Fast Bayesian whole-brain fMRI analysis with spatial 3D priors.

作者信息

Sidén Per, Eklund Anders, Bolin David, Villani Mattias

机构信息

Division of Statistics and Machine Learning, Department of Computer and Information Science, Linköping University, SE-581 83 Linköping, Sweden.

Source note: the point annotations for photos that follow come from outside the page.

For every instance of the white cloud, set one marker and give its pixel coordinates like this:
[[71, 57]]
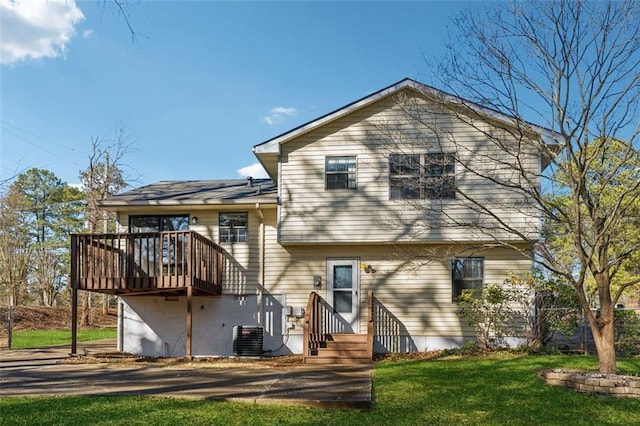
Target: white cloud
[[255, 170], [34, 29], [278, 114]]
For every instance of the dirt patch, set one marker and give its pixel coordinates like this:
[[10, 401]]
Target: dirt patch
[[117, 359], [44, 318], [49, 318]]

Division of Statistics and Machine Learning, Department of Computer and Information Science, Linköping University, SE-581 83 Linköping, Sweden; Division of Medical Informatics, Department of Biomedical Engineering, Linköping University, SE-581 85 Linköping, Sweden; Center for Medical Image Science and Visualization (CMIV), Linköping University, SE-581 85 Linköping, Sweden.

出版信息

Neuroimage. 2017 Feb 1;146:211-225. doi: 10.1016/j.neuroimage.2016.11.040. Epub 2016 Nov 19.

Abstract

Spatial whole-brain Bayesian modeling of task-related functional magnetic resonance imaging (fMRI) is a great computational challenge. Most of the currently proposed methods therefore do inference in subregions of the brain separately or do approximate inference without comparison to the true posterior distribution. A popular such method, which is now the standard method for Bayesian single subject analysis in the SPM software, is introduced in Penny et al. (2005b). The method processes the data slice-by-slice and uses an approximate variational Bayes (VB) estimation algorithm that enforces posterior independence between activity coefficients in different voxels. We introduce a fast and practical Markov chain Monte Carlo (MCMC) scheme for exact inference in the same model, both slice-wise and for the whole brain using a 3D prior on activity coefficients. The algorithm exploits sparsity and uses modern techniques for efficient sampling from high-dimensional Gaussian distributions, leading to speed-ups without which MCMC would not be a practical option. Using MCMC, we are for the first time able to evaluate the approximate VB posterior against the exact MCMC posterior, and show that VB can lead to spurious activation. In addition, we develop an improved VB method that drops the assumption of independent voxels a posteriori. This algorithm is shown to be much faster than both MCMC and the original VB for large datasets, with negligible error compared to the MCMC posterior.

摘要

对与任务相关的功能磁共振成像(fMRI)进行全脑空间贝叶斯建模是一项巨大的计算挑战。因此,目前提出的大多数方法都是在大脑的子区域分别进行推断,或者进行近似推断,而不与真实的后验分布进行比较。Penny等人(2005b)介绍了一种流行的此类方法,该方法现在是SPM软件中贝叶斯单受试者分析的标准方法。该方法逐片处理数据,并使用一种近似变分贝叶斯(VB)估计算法,该算法强制不同体素中的活动系数之间具有后验独立性。我们引入了一种快速实用的马尔可夫链蒙特卡罗(MCMC)方案,用于在同一模型中进行精确推断,既可以逐片进行,也可以使用活动系数的三维先验对全脑进行推断。该算法利用了稀疏性,并使用现代技术从高维高斯分布中进行高效采样,从而实现了加速,否则MCMC将不是一个实际的选择。使用MCMC,我们首次能够将近似VB后验与精确的MCMC后验进行评估,并表明VB可能导致虚假激活。此外,我们开发了一种改进的VB方法,该方法放弃了后验中体素独立的假设。对于大型数据集,该算法被证明比MCMC和原始VB都要快得多,与MCMC后验相比误差可以忽略不计。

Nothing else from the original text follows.